Warum diese Wende? Das Arbeits- und Sozialgericht hatte die liechtensteinische Beschäftigung „gleichgehalten“. Das Oberlandesgericht folgte. Der OGH stoppte diese Linie. Er stellte auf zwei Anker ab: Erstens die EU-Verordnung 883/2004, die Grenzgänger dem Beschäftigungsstaat zuordnet; zweitens § 24 KBGG, der ausdrücklich eine österreichische Pflichtversicherung vor der Geburt fordert. Beides ließ im Ergebnis keinen Raum für eine nationale „Gleichstellung“ ausländischer Zeiten.
Der Gerichtshof betonte, dass Liechtenstein zwar Kinderzulagen und eine Geburtszulage vorsieht, jedoch kein dem österreichischen Einkommensersatz vergleichbares Instrument kennt. Diese Lücke kann Österreich nicht durch Leistungsexport schließen. Die Koordinierung erlaubt keine „Systemkombination“ zur Anspruchsausweitung.
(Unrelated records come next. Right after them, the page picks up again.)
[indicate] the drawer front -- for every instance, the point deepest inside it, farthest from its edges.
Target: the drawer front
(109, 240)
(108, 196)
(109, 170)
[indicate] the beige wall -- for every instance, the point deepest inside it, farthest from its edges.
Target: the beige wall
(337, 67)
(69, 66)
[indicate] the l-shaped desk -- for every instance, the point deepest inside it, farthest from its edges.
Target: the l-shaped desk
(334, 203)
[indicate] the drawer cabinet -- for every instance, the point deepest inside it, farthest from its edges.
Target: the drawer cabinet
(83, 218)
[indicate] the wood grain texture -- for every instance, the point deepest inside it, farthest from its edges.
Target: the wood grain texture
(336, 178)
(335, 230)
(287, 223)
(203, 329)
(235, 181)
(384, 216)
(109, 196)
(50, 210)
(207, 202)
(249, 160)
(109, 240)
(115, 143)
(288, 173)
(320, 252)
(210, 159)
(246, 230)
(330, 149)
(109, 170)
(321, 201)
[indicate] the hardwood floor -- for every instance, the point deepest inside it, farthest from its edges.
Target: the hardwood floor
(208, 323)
Das schützt die Balance der Sozialversicherungssysteme innerhalb von Österreich, der EU und des EWR.
Praktisch relevant ist auch der Verfahrensweg: Solche Streitigkeiten landen in Wien häufig vor dem Arbeits- und Sozialgericht Wien; Berufungen führen zum Oberlandesgericht Wien (OLG). Endgültige Klärung bringt der OGH. Für Grenzgänger in Österreich ist das Signal deutlich: Ohne inländische Pflichtversicherung unmittelbar vor der Geburt besteht kein Anspruch auf den österreichischen Einkommensersatz nach § 24 KBGG.
Praktische Konsequenzen – direkt für Arbeitnehmer, Grenzgänger und HR in Unternehmen
Wenn Sie sich gerade in einer ähnlichen Situation befinden, zählt die richtige Reihenfolge. Koordinieren Sie früh, dokumentieren Sie sauber, und planen Sie den Versicherungsstaat bewusst. Für Grenzgänger zwischen Österreich und Liechtenstein ist die Weichenstellung besonders wichtig, weil es in Liechtenstein kein Pendant zum österreichischen Einkommensersatz gibt. Das betrifft besonders das Kinderbetreuungsgeld Einkommensersatz Grenzgänger.
Konkrete Schritte für Eltern und werdende Eltern:
- Klären Sie vorab den Sozialversicherungsstaat und beantragen Sie alle dortigen Familienleistungen (Kinderzulage, Geburtszulage). Nutzen Sie die relevanten EU-/EWR-Formulare zur Koordination (z. B. E-/S-Formulare).
- Prüfen Sie vor der Geburt, ob zumindest ein Elternteil unmittelbar davor in Österreich pflichtversichert beschäftigt ist. Fehlt dies, entsteht kein Anspruch auf Kinderbetreuungsgeld als Ersatz des Erwerbseinkommens.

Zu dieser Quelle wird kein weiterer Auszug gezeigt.